At Saturday session, school board tackles out-of-zone transfers

March 19, 2011 

  • A Saturday vote by the Beaufort County Board of Education will allow out-of-zone transfers for instructional programs at fewer schools this fall. The schools that will continue to accept transfers include:

  • Bluffton High School's Advanced Scholars program

  • Hilton Head Island High School's International Baccalaureate program

  • Whale Branch High School's Early College program

  • Battery Creek High School's new academies focused on military science; technology and engineering; and the arts and humanities.

  • Beaufort Elementary's Advanced Math, Engineering and Science Academy and its Montessori program

  • Pritchardville Elementary's Advanced Math, Engineering and Science Academy


  • The Beaufort County School District will restrict out-of-zone transfers to specialized programs this fall as part of an effort to balance enrollment among the county's public schools.

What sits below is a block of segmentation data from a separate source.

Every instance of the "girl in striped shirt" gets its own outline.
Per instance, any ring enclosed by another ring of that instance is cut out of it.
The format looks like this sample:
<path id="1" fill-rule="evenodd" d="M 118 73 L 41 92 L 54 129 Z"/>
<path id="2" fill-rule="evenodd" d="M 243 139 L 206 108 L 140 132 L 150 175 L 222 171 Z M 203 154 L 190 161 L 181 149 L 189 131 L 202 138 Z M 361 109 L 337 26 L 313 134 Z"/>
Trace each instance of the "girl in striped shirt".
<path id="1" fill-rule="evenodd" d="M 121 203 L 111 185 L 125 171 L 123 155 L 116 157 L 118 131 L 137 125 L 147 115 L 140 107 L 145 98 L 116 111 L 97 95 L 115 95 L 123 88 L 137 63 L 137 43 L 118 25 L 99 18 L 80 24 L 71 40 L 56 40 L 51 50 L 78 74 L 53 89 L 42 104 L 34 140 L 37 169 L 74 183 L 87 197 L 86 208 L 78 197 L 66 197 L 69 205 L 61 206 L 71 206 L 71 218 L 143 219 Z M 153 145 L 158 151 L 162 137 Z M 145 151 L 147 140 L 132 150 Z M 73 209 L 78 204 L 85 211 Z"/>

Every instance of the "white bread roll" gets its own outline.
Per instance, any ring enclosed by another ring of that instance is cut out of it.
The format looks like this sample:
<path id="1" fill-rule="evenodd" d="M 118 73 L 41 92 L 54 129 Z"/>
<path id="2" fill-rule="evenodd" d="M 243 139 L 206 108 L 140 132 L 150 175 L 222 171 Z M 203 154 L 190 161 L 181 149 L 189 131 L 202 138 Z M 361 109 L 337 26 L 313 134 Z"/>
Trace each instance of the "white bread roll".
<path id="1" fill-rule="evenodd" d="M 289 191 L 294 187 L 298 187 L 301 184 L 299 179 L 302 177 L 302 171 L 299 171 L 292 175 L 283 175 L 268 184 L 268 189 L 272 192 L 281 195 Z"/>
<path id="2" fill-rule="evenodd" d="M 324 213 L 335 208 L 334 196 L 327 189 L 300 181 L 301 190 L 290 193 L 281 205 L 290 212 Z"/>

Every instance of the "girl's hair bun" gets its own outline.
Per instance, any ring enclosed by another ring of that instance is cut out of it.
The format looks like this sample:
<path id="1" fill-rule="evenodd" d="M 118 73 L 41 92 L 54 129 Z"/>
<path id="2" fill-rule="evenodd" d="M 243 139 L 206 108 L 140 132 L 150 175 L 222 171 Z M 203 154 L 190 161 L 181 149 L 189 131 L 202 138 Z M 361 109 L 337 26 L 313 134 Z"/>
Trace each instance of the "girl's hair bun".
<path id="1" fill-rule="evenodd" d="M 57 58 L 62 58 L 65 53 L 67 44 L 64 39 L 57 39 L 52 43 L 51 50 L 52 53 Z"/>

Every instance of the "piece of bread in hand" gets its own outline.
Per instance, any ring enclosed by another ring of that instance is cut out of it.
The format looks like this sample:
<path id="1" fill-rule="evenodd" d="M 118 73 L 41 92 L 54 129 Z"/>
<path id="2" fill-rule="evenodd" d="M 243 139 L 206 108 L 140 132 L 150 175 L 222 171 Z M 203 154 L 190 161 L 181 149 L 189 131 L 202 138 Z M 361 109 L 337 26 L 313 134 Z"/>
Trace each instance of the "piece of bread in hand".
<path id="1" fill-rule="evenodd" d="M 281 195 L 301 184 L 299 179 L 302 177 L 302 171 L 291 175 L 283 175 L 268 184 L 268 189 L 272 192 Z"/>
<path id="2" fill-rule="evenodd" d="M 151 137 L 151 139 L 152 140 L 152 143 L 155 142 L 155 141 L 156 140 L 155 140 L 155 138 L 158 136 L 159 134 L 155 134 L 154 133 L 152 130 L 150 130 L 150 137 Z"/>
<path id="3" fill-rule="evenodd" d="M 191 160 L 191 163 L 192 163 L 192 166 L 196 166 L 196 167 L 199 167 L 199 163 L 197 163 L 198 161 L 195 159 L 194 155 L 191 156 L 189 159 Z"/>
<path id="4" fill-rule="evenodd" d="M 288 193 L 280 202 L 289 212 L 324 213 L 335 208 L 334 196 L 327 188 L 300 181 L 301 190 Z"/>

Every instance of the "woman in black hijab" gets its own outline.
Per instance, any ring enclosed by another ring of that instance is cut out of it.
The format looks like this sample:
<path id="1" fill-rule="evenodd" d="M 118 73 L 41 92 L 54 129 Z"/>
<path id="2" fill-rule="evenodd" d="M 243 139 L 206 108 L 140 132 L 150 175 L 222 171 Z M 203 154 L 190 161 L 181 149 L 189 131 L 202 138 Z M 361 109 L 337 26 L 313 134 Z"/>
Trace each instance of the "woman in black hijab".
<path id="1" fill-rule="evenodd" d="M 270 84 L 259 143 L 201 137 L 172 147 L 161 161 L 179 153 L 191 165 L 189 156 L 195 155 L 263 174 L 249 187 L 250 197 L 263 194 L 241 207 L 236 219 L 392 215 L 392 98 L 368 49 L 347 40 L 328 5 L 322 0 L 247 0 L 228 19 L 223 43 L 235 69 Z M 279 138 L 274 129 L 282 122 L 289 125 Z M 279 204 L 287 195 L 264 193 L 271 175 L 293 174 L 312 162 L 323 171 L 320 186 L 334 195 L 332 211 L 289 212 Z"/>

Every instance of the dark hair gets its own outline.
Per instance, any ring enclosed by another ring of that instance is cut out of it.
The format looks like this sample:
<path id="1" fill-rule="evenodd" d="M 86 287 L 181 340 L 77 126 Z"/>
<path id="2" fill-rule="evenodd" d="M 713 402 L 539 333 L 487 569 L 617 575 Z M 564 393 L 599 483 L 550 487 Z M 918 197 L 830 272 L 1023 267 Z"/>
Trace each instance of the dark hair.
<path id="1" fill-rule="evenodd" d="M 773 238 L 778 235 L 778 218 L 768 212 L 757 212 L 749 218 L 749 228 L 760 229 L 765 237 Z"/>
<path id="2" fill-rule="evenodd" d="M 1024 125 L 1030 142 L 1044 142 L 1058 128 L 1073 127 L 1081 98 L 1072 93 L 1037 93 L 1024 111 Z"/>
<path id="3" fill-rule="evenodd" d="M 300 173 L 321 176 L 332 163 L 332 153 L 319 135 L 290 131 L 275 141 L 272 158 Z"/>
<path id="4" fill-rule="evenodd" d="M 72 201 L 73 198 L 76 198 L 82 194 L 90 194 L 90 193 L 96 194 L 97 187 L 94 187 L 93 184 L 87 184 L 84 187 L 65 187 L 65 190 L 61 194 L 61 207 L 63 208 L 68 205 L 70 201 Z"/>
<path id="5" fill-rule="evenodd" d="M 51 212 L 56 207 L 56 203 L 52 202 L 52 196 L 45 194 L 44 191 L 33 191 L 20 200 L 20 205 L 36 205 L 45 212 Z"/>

    Current school attendance boundaries, however, will remain intact for the upcoming school year, school board chairman Fred Washington Jr. said.

    A unanimous vote by the Board of Education during a seven-hour Saturday work session will freeze, for at least a year, transfers to popular programs of choice, including Beaufort Middle School's humanities program and Lady's Island Elementary School's arts-infused program.

    The vote allows only those schools with specific admissions criteria for their special offerings -- such as the Advanced Math, Engineering and Science Academy magnet programs and Hilton Head Island High School's International Baccalaureate Diploma Program -- to continue accepting students from outside their attendance boundaries.

    This year, about half the district's schools accept out-of-zone students to programs that cater to a range of interests. Among them are arts-infused, science-focused or International Baccalaureate curriculums.

    Cynthia Hayes, the district's student services chief, said the district received more than 1,500 transfer requests for this school year and approved nearly 95 percent.

    More than 500 were for program choices, with the most popular being Beaufort Middle School's humanities program and Lady's Island Elementary School's arts-infused program.

    ARE PARENTS 'CHERRY-PICKING?'

    Most of those programs do not require students to meet any admissions requirements. That has essentially allowed some parents to select the public schools they want their children to attend, regardless of attendance boundaries, district officials said.

    "Some people will cherry-pick just to get their kids to go to a particular school," Washington said.

    Much of that has occurred in northern Beaufort County, where students are distributed unevenly. Some schools -- such as Beaufort High and Coosa Elementary -- are over capacity, while others have hundreds of unused seats.

    "When you leave programmatic transfers open, with few restrictions, you create an imbalance," superintendent Valerie Truesdale said.

    A few parents of Lady's Island Middle School students have sent letters to board members expressing concern about the number of Lady's Island students choosing to go to Beaufort Middle. The parents say those students represent an "above average" group with high test scores, and few of them qualify for the federal free or reduced-price lunch programs available to low-income students.

    School board member Bill Evans said demographic data also suggest most of the students leaving Lady's Island Middle for Beaufort Middle are white.

    Truesdale recommended the board limit programmatic transfers for a year so the district can get a better sense of which students really belong at which schools.

    That information will be important for the board to consider before it changes attendance zones and disrupts traditional boundaries to alleviate overcrowding at schools such as Beaufort High, board members agreed.

    "We're closing these loopholes," Washington said. "We've got to get people to where they should be."

    General transfer options unrelated to program differences will remain available at most schools next fall.

    For instance, the district allows transfers for health reasons or to allow students assigned to schools where their race is the majority to attend schools where their race is in the minority. The district also allows employees to send their children to schools near where they work.

    The district already has received about 1,000 transfer applications for the upcoming school year.

    About 360 are for program choices, and Truesdale said the district will review them to determine if any also meet the general transfer guidelines. If not, they will remain at their home school, she said.

    IN OTHER ACTION:

    The board voted:

  • To stop accepting transfers for programmatic reasons to schools that are more than 90 percent full. That means Beaufort High School will stop accepting new transfer students to its Advanced Placement program this fall because the 1,600-student school is filled to capacity.

  • To make any decisions about changes to attendance zones for the 2012-13 school year by Oct. 1 to give parents and students adequate notice. The board plans to continue discussing changes to attendance boundaries through the summer.

  • To consider -- on or before April 15 -- closing sections or wings of school buildings to cut operating costs and reduce the number of empty seats in the district's schools.